Harry's POV
Entah apa yang mendorongku untuk memeluk gadis itu. Dia gadis yang amat polos dan baik. Aku tau itu sejak pertama kali melihatnya pada saat interview OSIS.Aku hanya ingin meluapkan emosiku setelah melihatnya dipeluk oleh Niall, temannya itu. Aku menyukai posisiku yang nyaman saat ini. Kepala Dea ku letakkan pada dadaku sementara tanganku menyentuh bagian punggungnya. Aku tidak peduli, sekalipun Avie datang dan marah-marah didepanku. Aku hanya ingin seperti ini.
Sejak kejadian mengantar ia pulang untuk pertama kalinya, aku yakin dia tidak pernah berboncengan dengan lelaki manapun sebelumnya. Ia sama sekali tak menyentuh tubuhku untuk berpegangan. Dan hari ini, aku memeluknya. Astaga, pasti ia sangat kaget.
"M-maaf." cicitku. Akhirnya aku melepas pelukan ini. Dea sejak awal mencoba melepaskan, tetapi aku menahannya hingga akhirnya ia menyerah patuh.
Dea hanya menatapku bingung. Aku berbalik kemudian berjalan menuju motorku. Ada perasaan lega sekaligus menyesal. Lega karena aku bisa memeluknya hari ini. Menyesal karena takut ia akan marah setelah apa yang ku lakukan baru saja.
Katakan aku brengsek karena telah memeluk Dea sementara statusku adalah sebagai pacar Avie. Kalau saja aku tidak kalah dari taruhan sialanku dengan Zayn saat itu, aku tidak akan memacari Avie.
Avie memang cantik, tubuhnya sedikit lebih tinggi daripada Dea. Ia juga gadis yang baik. Tapi, aku tidak merasakan debaran sedikitpun setiap bersamanya.

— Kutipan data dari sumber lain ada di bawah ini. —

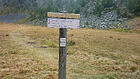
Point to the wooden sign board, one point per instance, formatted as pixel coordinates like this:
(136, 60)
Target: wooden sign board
(63, 20)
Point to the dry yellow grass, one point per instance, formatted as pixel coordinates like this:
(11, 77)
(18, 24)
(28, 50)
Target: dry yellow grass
(94, 54)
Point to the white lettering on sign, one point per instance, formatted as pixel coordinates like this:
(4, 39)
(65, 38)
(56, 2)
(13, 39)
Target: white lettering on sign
(62, 42)
(63, 23)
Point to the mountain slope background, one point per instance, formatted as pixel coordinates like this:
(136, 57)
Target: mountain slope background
(94, 13)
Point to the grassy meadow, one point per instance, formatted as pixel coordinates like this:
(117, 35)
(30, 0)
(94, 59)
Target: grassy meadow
(31, 52)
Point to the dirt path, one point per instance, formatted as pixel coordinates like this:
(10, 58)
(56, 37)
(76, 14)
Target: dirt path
(40, 51)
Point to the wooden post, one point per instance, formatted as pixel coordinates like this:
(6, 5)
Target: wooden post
(62, 53)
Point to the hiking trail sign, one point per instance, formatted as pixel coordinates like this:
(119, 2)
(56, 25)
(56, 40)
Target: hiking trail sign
(63, 21)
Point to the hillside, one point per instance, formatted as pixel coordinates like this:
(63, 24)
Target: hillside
(101, 14)
(32, 52)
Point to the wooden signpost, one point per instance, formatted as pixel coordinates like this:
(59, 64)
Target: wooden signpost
(63, 21)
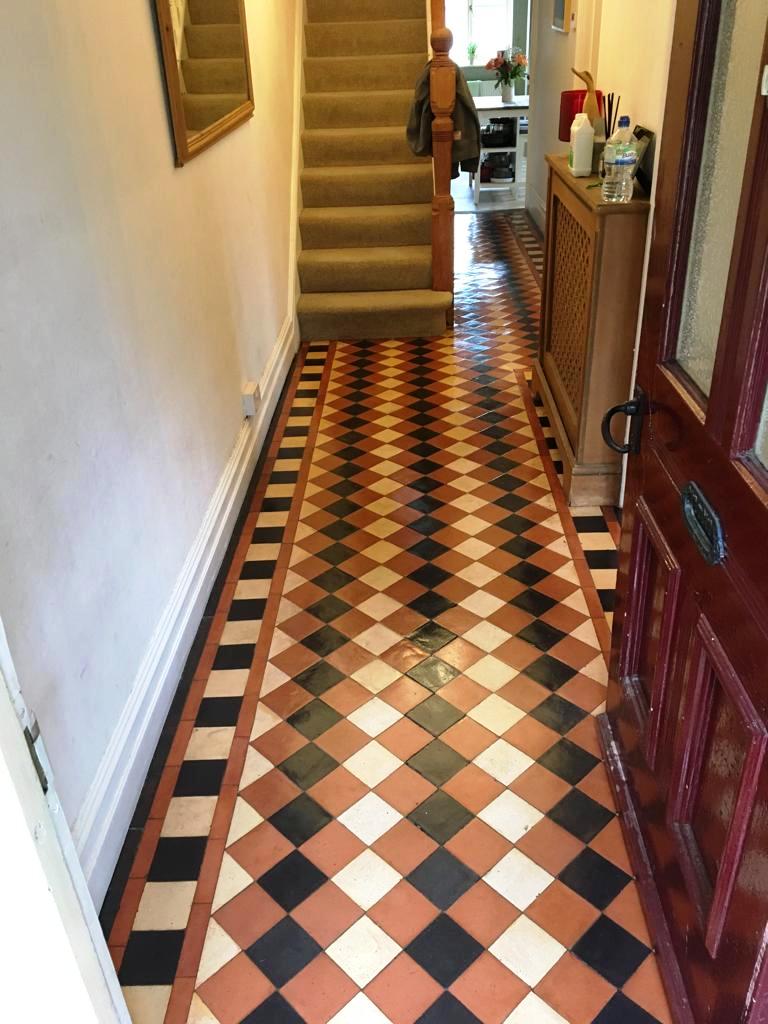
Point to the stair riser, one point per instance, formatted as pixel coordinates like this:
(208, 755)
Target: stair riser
(214, 41)
(361, 151)
(214, 11)
(363, 75)
(368, 110)
(358, 38)
(373, 190)
(214, 76)
(358, 232)
(201, 112)
(320, 327)
(364, 10)
(353, 276)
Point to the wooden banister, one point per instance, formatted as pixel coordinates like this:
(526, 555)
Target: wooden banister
(442, 95)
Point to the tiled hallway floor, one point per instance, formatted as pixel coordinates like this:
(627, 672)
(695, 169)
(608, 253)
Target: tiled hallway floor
(385, 801)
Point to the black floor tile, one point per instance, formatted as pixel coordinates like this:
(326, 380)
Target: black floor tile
(178, 859)
(448, 1010)
(233, 655)
(300, 819)
(318, 678)
(308, 766)
(568, 761)
(444, 950)
(313, 719)
(216, 713)
(329, 608)
(440, 816)
(558, 714)
(292, 881)
(273, 1011)
(543, 636)
(437, 762)
(581, 815)
(622, 1010)
(434, 714)
(325, 641)
(610, 950)
(431, 637)
(442, 879)
(433, 673)
(151, 958)
(594, 878)
(284, 951)
(200, 778)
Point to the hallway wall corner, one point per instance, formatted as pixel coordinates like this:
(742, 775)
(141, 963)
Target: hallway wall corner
(103, 820)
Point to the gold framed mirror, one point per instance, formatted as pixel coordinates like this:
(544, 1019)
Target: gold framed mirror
(207, 71)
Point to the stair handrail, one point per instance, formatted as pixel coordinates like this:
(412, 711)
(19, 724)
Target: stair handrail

Aku sampai di rumahku sekitar pukul setengah satu malam. Mom sudah tidur, sementara Gemma -kakakku- terlihat masih menyelesaikan skripsinya di kamar. Pintunya sedikit terbuka jadi aku bisa melihat dia yang duduk menghadap laptopnya dengan tatapan serius.
Aku merebahkan tubuhku diatas kasur tanpa melepas sepatuku. Aku menatap langit-langit kamarku sambil mengingat-ingat kejadian bersama Dea akhir-akhir ini. Ah, gadis itu.
Alif's POV
Aku mengaduk es teh yang ku pesan di kantin. Aku memutar posisi dudukku menjadi memunggungi lapangan voli yang terletak persis di depan kantin saat melihat Kak Harry, Kak Zayn, dan segerombolan teman-temannya yang berseragam olahraga bersiap untuk bermain voli. Kelasku sedang jam kosong dan aku memutuskan untuk pergi ke kantin.Kak Harry melirikku sekilas sesaat sebelum aku memutar posisiku. Bayangan ia memelukku semalam langsung terlintas begitu saja. Gelenyar aneh menjalar di seluruh tubuhku saat ia mengeratkan pelukannya.
Aku buru-buru menenggak habis minumanku lalu bergegas pergi dari kantin.
Aku duduk di depan kelasku setelah mengambil novelku. Membaca awalan cerita dimana Nathan -tokoh dalam novel Sunset dan Rosie- menjadi korban ledakan bom. Tiba-tiba kurasakan seseorang duduk di sampingku.
"Apa kamu nghindar dari aku?" Suara seraknya yang familiar ditelingaku membuatku menoleh dan mendapati lelaki berambut keriting ini.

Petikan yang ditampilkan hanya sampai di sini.